Если ты честь утратил — приобрети славу, и все простится.

Но если ты мужество, дух потерял, ты все утратил"... Да где же лошадь!.. Где лошадь?.. Но вот что важно — мать!

Я мать свою очень любил, очень жалел и уважал.

Весть о взятии Керчи и Еникале разнесется быстро у нас. Жив ли я? Где я? Как скорее послать ей письмо, что жив, здоров и даже безумно счастлив, оттого что приключения...

Пойти сказать какому-нибудь бравому французскому генералу: "Mon general, j' ai une bien bonne mere en Russie... Une mere bien noble et bien tendre [Мой генерал, у меня очень хорошая прислуга в России ... Очень благородная и нежная (фр.)]. Позвольте послать ей через наши аванпосты письмо"... Но согласится ли генерал для одного моего письма посылать парламентера?

И я вспомнил, как я осуждал жестоко одного из старших братьев моих, весьма тоже матерью любимого, за то, что он никогда не заботился извещать о себе, а писал ей тогда, когда нуждался в ней, в ее помощи, в деньгах и т.д. Это ужасно! Я из крепости писал ей аккуратно, нередко и принуждая себя...

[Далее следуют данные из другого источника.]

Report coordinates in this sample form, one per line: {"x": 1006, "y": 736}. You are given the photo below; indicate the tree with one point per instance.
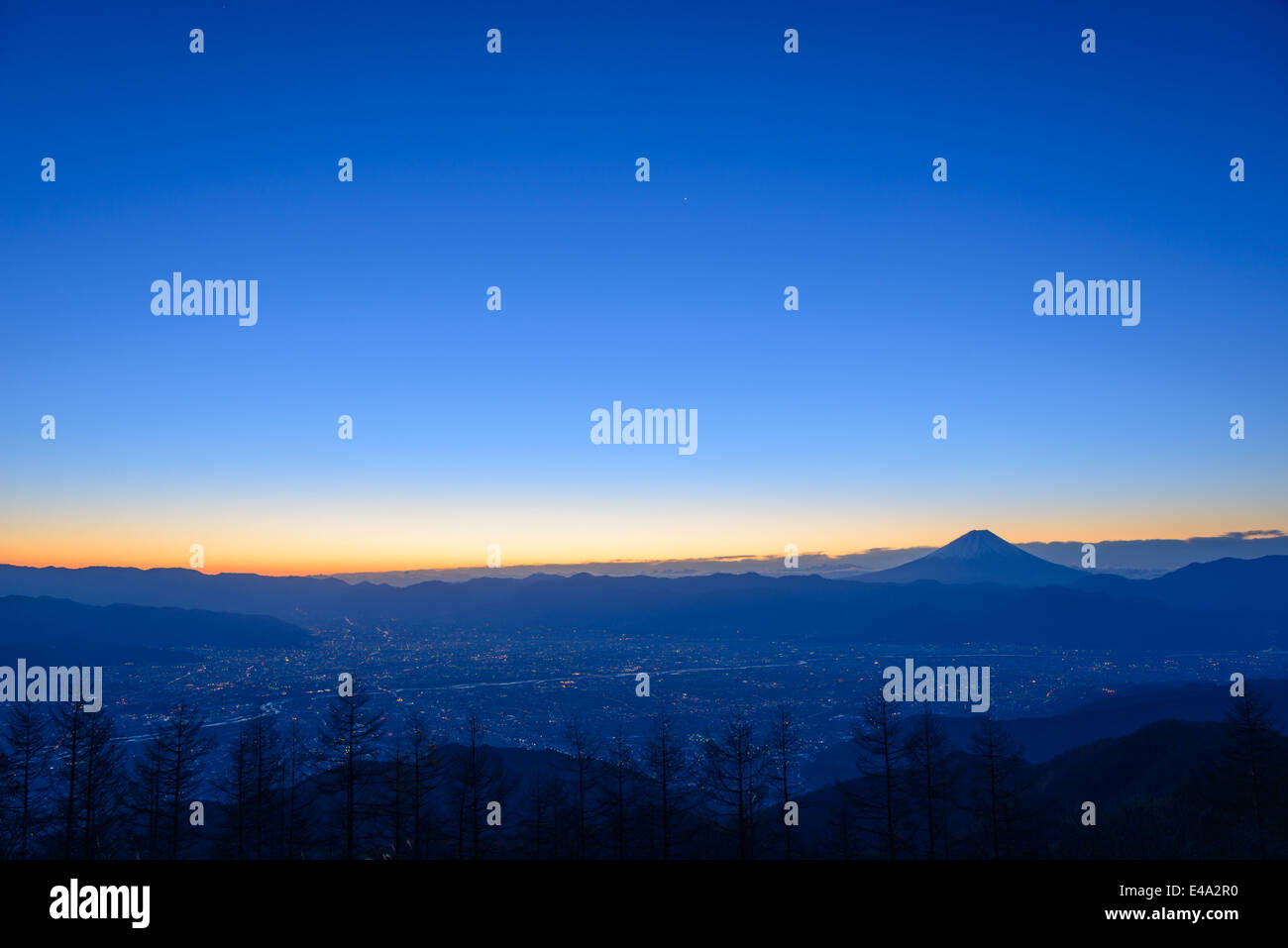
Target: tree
{"x": 25, "y": 751}
{"x": 349, "y": 740}
{"x": 69, "y": 727}
{"x": 999, "y": 789}
{"x": 175, "y": 755}
{"x": 425, "y": 760}
{"x": 585, "y": 749}
{"x": 734, "y": 771}
{"x": 296, "y": 805}
{"x": 784, "y": 749}
{"x": 621, "y": 779}
{"x": 926, "y": 750}
{"x": 1252, "y": 745}
{"x": 102, "y": 786}
{"x": 668, "y": 769}
{"x": 880, "y": 759}
{"x": 481, "y": 780}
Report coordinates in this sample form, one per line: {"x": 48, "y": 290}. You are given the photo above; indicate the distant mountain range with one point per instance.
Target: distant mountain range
{"x": 58, "y": 631}
{"x": 978, "y": 588}
{"x": 1134, "y": 559}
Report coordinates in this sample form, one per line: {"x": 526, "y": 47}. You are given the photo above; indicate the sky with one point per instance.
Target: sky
{"x": 768, "y": 170}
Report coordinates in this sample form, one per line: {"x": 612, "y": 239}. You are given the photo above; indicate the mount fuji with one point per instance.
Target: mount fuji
{"x": 980, "y": 556}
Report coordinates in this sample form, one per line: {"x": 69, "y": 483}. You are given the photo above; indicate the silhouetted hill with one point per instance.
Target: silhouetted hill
{"x": 1234, "y": 603}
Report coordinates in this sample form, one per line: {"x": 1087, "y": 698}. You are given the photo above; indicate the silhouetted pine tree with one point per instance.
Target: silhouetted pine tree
{"x": 734, "y": 779}
{"x": 784, "y": 749}
{"x": 178, "y": 750}
{"x": 1254, "y": 753}
{"x": 584, "y": 751}
{"x": 999, "y": 789}
{"x": 25, "y": 751}
{"x": 880, "y": 759}
{"x": 348, "y": 742}
{"x": 668, "y": 771}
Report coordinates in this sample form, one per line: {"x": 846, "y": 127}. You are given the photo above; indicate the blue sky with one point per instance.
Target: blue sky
{"x": 518, "y": 170}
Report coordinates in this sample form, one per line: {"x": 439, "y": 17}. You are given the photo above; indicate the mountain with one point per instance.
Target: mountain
{"x": 979, "y": 556}
{"x": 978, "y": 588}
{"x": 58, "y": 630}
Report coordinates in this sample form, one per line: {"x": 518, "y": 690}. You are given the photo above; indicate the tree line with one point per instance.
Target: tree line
{"x": 360, "y": 784}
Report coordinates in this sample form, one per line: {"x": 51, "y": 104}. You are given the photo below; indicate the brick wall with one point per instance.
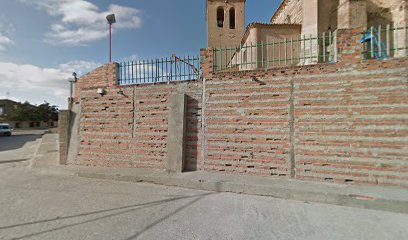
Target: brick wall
{"x": 127, "y": 127}
{"x": 345, "y": 122}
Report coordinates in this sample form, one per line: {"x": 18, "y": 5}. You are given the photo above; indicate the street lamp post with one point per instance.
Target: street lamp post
{"x": 111, "y": 20}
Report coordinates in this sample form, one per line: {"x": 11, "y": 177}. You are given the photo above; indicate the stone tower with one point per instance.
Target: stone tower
{"x": 225, "y": 22}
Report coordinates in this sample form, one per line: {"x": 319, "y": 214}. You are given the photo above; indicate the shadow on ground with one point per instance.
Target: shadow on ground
{"x": 17, "y": 141}
{"x": 110, "y": 213}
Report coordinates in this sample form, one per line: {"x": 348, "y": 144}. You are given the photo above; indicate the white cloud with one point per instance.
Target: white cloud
{"x": 82, "y": 22}
{"x": 5, "y": 30}
{"x": 80, "y": 67}
{"x": 4, "y": 42}
{"x": 35, "y": 84}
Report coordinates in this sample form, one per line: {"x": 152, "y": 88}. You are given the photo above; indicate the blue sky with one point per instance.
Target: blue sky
{"x": 43, "y": 41}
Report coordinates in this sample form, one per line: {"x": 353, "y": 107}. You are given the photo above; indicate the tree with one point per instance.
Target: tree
{"x": 27, "y": 112}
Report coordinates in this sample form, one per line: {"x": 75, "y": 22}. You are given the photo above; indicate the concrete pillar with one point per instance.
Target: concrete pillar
{"x": 63, "y": 128}
{"x": 176, "y": 133}
{"x": 352, "y": 14}
{"x": 400, "y": 19}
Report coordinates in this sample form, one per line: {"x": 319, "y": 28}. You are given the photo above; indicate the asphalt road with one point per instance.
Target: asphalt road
{"x": 19, "y": 147}
{"x": 53, "y": 207}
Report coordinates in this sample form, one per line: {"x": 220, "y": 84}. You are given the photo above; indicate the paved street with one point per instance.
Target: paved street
{"x": 20, "y": 147}
{"x": 37, "y": 206}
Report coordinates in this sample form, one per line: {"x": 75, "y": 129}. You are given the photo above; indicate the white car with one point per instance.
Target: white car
{"x": 5, "y": 129}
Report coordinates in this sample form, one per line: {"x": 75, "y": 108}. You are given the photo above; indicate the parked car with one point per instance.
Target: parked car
{"x": 5, "y": 129}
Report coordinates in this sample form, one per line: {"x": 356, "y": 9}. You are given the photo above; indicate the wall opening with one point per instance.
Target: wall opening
{"x": 220, "y": 17}
{"x": 232, "y": 18}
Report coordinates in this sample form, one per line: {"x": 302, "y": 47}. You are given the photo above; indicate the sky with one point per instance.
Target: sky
{"x": 43, "y": 41}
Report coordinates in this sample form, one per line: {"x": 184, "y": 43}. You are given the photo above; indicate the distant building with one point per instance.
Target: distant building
{"x": 296, "y": 19}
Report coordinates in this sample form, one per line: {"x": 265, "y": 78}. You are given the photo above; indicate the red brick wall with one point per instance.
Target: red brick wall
{"x": 127, "y": 127}
{"x": 345, "y": 122}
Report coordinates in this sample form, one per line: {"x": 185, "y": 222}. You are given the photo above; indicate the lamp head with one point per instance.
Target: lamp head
{"x": 111, "y": 18}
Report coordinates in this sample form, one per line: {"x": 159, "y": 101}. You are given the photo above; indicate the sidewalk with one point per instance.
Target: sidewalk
{"x": 391, "y": 199}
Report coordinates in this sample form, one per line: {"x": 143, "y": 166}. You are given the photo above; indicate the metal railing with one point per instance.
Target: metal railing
{"x": 385, "y": 42}
{"x": 159, "y": 70}
{"x": 294, "y": 51}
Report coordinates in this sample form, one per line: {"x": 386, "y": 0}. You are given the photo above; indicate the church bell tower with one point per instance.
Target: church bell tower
{"x": 225, "y": 22}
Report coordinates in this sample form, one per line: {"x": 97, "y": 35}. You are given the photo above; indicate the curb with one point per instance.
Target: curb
{"x": 347, "y": 200}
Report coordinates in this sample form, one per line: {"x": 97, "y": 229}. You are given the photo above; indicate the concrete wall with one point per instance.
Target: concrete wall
{"x": 291, "y": 12}
{"x": 345, "y": 122}
{"x": 63, "y": 130}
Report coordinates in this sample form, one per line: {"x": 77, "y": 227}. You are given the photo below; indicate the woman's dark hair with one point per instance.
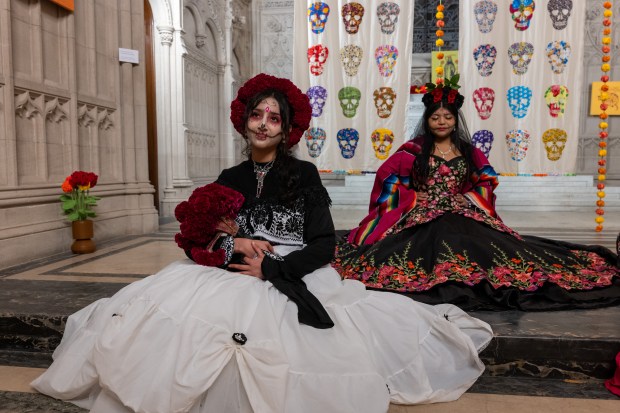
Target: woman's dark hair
{"x": 420, "y": 170}
{"x": 289, "y": 177}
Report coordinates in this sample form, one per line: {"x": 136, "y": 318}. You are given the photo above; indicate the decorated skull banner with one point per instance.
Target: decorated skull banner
{"x": 349, "y": 98}
{"x": 384, "y": 98}
{"x": 386, "y": 57}
{"x": 484, "y": 56}
{"x": 518, "y": 141}
{"x": 317, "y": 56}
{"x": 387, "y": 13}
{"x": 347, "y": 141}
{"x": 558, "y": 53}
{"x": 519, "y": 100}
{"x": 522, "y": 12}
{"x": 559, "y": 11}
{"x": 352, "y": 14}
{"x": 318, "y": 98}
{"x": 555, "y": 142}
{"x": 520, "y": 55}
{"x": 483, "y": 140}
{"x": 317, "y": 16}
{"x": 484, "y": 97}
{"x": 382, "y": 140}
{"x": 315, "y": 139}
{"x": 351, "y": 58}
{"x": 485, "y": 12}
{"x": 556, "y": 97}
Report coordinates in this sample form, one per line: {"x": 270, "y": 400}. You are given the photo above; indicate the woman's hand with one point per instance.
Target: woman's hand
{"x": 461, "y": 200}
{"x": 246, "y": 247}
{"x": 253, "y": 263}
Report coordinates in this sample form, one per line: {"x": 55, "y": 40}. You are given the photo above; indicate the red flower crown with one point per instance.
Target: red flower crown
{"x": 300, "y": 104}
{"x": 447, "y": 91}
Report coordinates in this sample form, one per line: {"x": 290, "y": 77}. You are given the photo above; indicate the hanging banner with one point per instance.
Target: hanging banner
{"x": 521, "y": 75}
{"x": 354, "y": 61}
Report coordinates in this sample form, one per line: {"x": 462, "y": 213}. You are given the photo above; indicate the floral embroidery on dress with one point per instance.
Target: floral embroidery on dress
{"x": 444, "y": 182}
{"x": 583, "y": 271}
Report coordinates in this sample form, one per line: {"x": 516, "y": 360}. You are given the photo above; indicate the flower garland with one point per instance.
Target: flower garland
{"x": 603, "y": 125}
{"x": 439, "y": 42}
{"x": 299, "y": 101}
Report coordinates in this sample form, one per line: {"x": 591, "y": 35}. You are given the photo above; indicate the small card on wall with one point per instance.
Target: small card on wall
{"x": 128, "y": 55}
{"x": 613, "y": 99}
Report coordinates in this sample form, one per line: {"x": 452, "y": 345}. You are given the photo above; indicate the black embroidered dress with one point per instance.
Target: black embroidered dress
{"x": 200, "y": 339}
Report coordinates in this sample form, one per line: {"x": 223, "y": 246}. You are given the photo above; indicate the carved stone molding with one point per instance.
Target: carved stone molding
{"x": 87, "y": 115}
{"x": 25, "y": 105}
{"x": 54, "y": 109}
{"x": 104, "y": 118}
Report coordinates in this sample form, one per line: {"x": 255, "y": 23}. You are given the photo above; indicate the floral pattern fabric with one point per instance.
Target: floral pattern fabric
{"x": 441, "y": 242}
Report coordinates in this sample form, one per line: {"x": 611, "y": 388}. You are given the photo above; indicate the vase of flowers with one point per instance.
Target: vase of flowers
{"x": 77, "y": 204}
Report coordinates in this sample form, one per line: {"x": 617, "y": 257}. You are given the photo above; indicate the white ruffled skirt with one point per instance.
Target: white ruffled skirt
{"x": 165, "y": 344}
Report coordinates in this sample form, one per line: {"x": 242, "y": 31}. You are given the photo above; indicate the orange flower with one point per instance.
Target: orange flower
{"x": 66, "y": 186}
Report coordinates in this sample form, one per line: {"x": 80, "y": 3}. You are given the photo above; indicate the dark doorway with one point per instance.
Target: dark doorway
{"x": 151, "y": 109}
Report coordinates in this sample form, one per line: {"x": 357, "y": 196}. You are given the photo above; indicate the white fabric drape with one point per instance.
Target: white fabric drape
{"x": 334, "y": 146}
{"x": 549, "y": 76}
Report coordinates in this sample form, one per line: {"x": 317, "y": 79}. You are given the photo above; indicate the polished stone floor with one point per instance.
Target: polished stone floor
{"x": 538, "y": 362}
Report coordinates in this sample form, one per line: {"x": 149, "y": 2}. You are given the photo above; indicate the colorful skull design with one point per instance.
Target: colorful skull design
{"x": 518, "y": 141}
{"x": 522, "y": 12}
{"x": 382, "y": 140}
{"x": 347, "y": 141}
{"x": 484, "y": 97}
{"x": 318, "y": 98}
{"x": 349, "y": 98}
{"x": 484, "y": 56}
{"x": 555, "y": 142}
{"x": 317, "y": 16}
{"x": 387, "y": 13}
{"x": 556, "y": 97}
{"x": 483, "y": 140}
{"x": 384, "y": 98}
{"x": 351, "y": 58}
{"x": 558, "y": 53}
{"x": 317, "y": 56}
{"x": 520, "y": 55}
{"x": 352, "y": 14}
{"x": 485, "y": 12}
{"x": 386, "y": 56}
{"x": 315, "y": 139}
{"x": 519, "y": 99}
{"x": 559, "y": 11}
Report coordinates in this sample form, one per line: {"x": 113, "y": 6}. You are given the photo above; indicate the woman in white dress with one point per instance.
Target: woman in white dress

А теперь, если я не убегу и останусь в плену, сколько она перестрадает до первого письма. Даже и невольно быть похожим на этого брата, на этого ничтожного и глупого брата — мне больно и стыдно... Теперь начало мая; у нас в Кудинове еще свежо, быть может; она теперь, быть может, в саду, в черной своей турецкой шали с зонтиком...

Я видел из-за тысячи с лишком верст ее кисейное серое с черными цветочками летнее платье, ее благородный и суровый профиль, ее большой нос с горбиной, ее круглую родинку с левой стороны на подбородке, ее величавую походку и задумчивый вид.

Вот что ужасно!

И эта мысль о матери, только эта одна жестокая мысль и смутила мое светлое настроение во все это странное утро.

Смутила на мгновенье... Да... Но солнце сияло все так весело в чуть заметных струйках тихого залива, и пролив знакомый так, неподвижно синея, уходил в знакомую даль — и звуков я не помню даже никаких. Быть может, они и были, но я их не помню.

Я весь был раздумье и созерцание.

Вдруг за мной раздался звон конских копыт по мостовой. Я оглянулся; за мной остановился донской казак; худой, некрасивый, с рыжими усами, без пики, с одной только шашкой. Он вел в поводу за собою другую лошадь без седока и даже без подушки на седле, а только с одним деревянным остовом седла, с одним "арчаком", как они, казаки, помнится, называют это.

Судьба!.. Да, судьба. На погонах его был номер... Номер этот был 45.

Пораженный этим случаем, я поспешно обратился к нему и спросил: "Так ты 45-го полковника Попова полка... Откуда ж ты с этой лишней лошадью?"

— Из Еникале, — отвечал казак, — вчера с вечера отвез из лагеря больного товарища... У него лихорадка; ночевал там, теперь веду его лошадь назад в полк.

— А подушка с седла где?

— Он себе ее оставил.

Я хотел что-то еще сказать; но вдруг слева, с карантинной батареи раздался сильный пушечный выстрел; за ним другой, и одно ядро, за ним другое, перелетев с полбухты, ударились в море, подымая большие всплески.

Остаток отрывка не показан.